Alonso had his first career grand slam, and the Mets were in control of their third straight win earlier in the season, 5-0 over the Nationals.
Alonso’s fifth-inning punch was enough support for Chris Bassitt, who dazzled on his Mets debut with six innings of shutouts, allowing three hits and eight with a walk. Bassitt became the second Mets starting pitcher in the series to give the team a scoreless outing: Trevor Megill fired five shutout innings in Thursday’s opener.
Drew Smith, Joely Rodriguez and Adam Ottavino each played a scoreless inning in relief, helping the Mets to their first 3-0 start since 2012.

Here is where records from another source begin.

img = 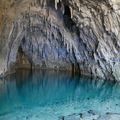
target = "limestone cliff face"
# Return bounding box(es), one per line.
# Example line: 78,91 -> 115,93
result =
0,0 -> 120,81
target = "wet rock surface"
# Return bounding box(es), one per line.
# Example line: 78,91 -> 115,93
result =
0,0 -> 120,81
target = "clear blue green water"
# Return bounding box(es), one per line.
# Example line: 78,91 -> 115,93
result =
0,71 -> 120,120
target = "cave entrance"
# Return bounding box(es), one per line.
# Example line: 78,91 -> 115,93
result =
63,5 -> 75,32
64,5 -> 71,18
15,46 -> 32,69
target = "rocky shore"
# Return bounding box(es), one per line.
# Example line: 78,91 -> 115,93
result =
0,0 -> 120,81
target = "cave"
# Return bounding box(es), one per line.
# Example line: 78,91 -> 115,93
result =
57,0 -> 62,10
63,5 -> 75,32
15,46 -> 32,69
64,5 -> 71,18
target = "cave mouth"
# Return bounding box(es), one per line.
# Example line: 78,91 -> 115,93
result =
63,5 -> 75,32
15,46 -> 32,69
64,5 -> 71,18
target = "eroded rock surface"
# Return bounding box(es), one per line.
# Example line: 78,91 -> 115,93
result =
0,0 -> 120,81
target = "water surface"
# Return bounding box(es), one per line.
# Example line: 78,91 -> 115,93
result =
0,70 -> 120,120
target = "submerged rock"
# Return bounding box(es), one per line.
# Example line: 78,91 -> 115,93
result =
0,0 -> 120,81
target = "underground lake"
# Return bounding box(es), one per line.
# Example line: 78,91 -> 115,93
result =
0,70 -> 120,120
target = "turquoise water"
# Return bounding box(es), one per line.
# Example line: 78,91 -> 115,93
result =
0,71 -> 120,120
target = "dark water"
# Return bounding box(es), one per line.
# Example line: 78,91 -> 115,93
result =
0,71 -> 120,120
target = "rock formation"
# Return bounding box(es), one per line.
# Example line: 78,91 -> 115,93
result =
0,0 -> 120,81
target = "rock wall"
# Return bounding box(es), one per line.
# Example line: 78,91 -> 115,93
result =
0,0 -> 120,81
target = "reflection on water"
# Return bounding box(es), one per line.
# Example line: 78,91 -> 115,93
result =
0,70 -> 120,120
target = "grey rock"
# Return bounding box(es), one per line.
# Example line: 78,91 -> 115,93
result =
0,0 -> 120,81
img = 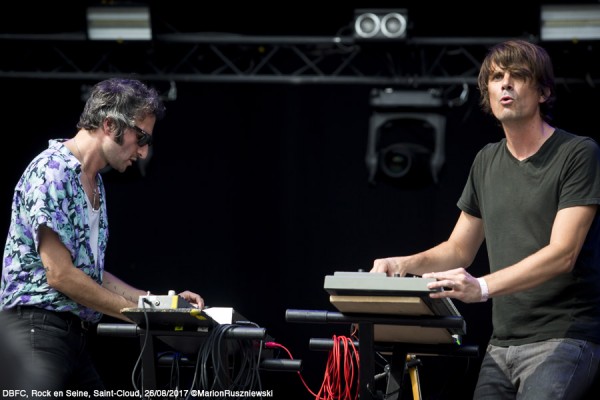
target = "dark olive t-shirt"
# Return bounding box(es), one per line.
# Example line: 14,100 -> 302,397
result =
458,129 -> 600,346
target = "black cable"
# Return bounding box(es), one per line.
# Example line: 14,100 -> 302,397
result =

In a DH appearance that allowed Dominic Smith to play first base, Alonso continued his hot streak early in the season. He had entered 3-for-9 with a double as his only extra base hit.
Last season, Alonso was among the few Mets hitters to live up to his potential. It was a season in which he blew 37 homers to carry a lineup that underperformed on several levels. His spring began with a scare: He was involved in a car accident in Tampa while driving to camp and had to kick in his vehicle’s windshield to escape after it overturned several times. The accident happened after another driver ran a traffic light and T-Bone’d Alonso’s vehicle.
A frightening event of a different kind found Alonso on Thursday when he was struck in the protective jaw cover by a Mason Thompson pitch that first skimmed over his arm. Alonso suffered a split lip but avoided serious injury.
James McCann’s leadoff single in the fifth started the Mets’ big inning. Brandon Nimmo and Francisco Lindor each walked and loaded the bases against Adon before Alonso delivered with the blast.
Bassitt, who the Mets took on for Oakland pitching prospects JT Ginn and Adam Oller early in spring practice, was under little threat. The Nationals never had a runner on third base against him, and each of their three hits was a single.
Bassitt used the curveball as his weapon of choice, particularly to escape the fourth inning with runners on base. After beating Nelson Cruz and Lane Thomas in slow turns, Bassitt put Maikel Franco up front in another, knocking him out with a fly-out. Juan Soto’s infield single and Josh Bell’s walk had given the Nationals their first threat.
Lindor, covering second base, dropped a throw from Jeff McNeil in the first, but Bassitt got the next hitter, Bell, to bat in a double play at the innings end. Cesar Hernandez’s leadoff infield single gave the Nationals their inning baserunner.
A night after the benches emptied when Lindor was hit in the jaw (or a projective covering extending from his helmet; he’s not sure which), there was relative calm. Starling Marte was knocked in the butt by a 76 mph off-speed pitch by Adon in the third inning, but it barely generated a wave.